Market context is a foreign concept to many traders.
Often if I ask a trader that context of the market they are trading, the reply is usually a string of words that don’t answer the question.
In fairness, it is a concept that can be difficult to fully grasp and if you are unsure of what I am talking about, let’s dig deeper.
Context Doesn’t Have To Be Complex
Context in relation to trading comes down to what the market is doing and how it’s doing it.
Context can therefore help you to assess trading setups and identify new ones.
A very basic level of context might be that a market is strongly trending up as evident by large green candlesticks and looks likely to continue to do so. It may in this case be more favorable to look for opportunities to go long that fit in with your trade plan.
I’d like to suggest a simple context checklist that you might wish to use and add to. This could be useful in identifying Forex pairs or stocks that are currently trading in a manner that might fit in with your plan.

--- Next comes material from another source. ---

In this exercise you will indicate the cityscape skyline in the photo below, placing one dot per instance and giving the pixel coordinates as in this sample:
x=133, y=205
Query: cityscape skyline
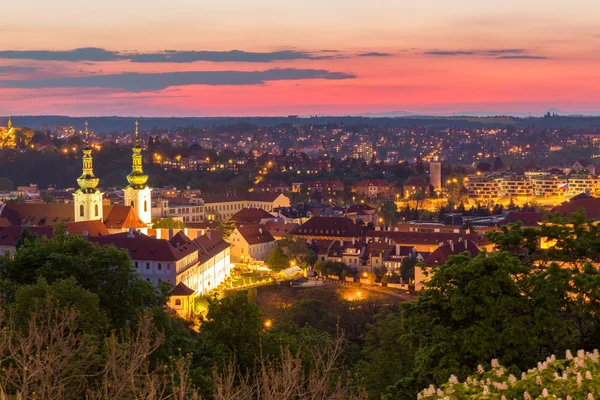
x=299, y=58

It might also be beneficial for day trading in order to tell you when it would be a good idea to press ahead full steam and when to back off and be a conservative trader.
Higher Time Frame – What’s Up?
The first thing I’d say is that it’s really important to align yourself with the higher time frame. It’s easy to become zoned in on your trading chart and therefore miss the key market signposts for when bigger market-moving activity is likely to come in.
By routinely assessing context across several time frames, you are forcing yourself to maintain a constant awareness of what phase the market auction is currently in.
So the next question is of which time frames to look at outside of your primary period of trading (or range bars, volume, or whatever you use to trade).
I would suggest that you should start to look at least two higher time frames.
However, more than this isn’t likely to be beneficial and is will probably only serve to unnecessarily increase your analysis….which leads to paralysis.
For day trading, I would suggest at least assessing context on a daily and a 60 minute chart. If you believe it would be helpful, you could also look at a weekly chart.
If you’re swing trading, I’d suggest a weekly and a daily chart, with the additional option of looking at a monthly chart.
As time goes on, you may decide that a period of 3-5 times higher and lower than your trading time frame is enough.
Simple Market Context Checklist
Some of this may be a little subjective and unfortunately, this is often why people struggle to grasp market context. However, with a bit of practice it becomes easier over time.
As you can see, it’s doesn’t take a great deal of effort to assess the current longer-term context in the market. It may be something you wish to do every single day, or it may be something that you find is only necessary to complete a couple of times per week.
Either way, if you have some idea of market context you will have a competitive advantage over many other traders out there.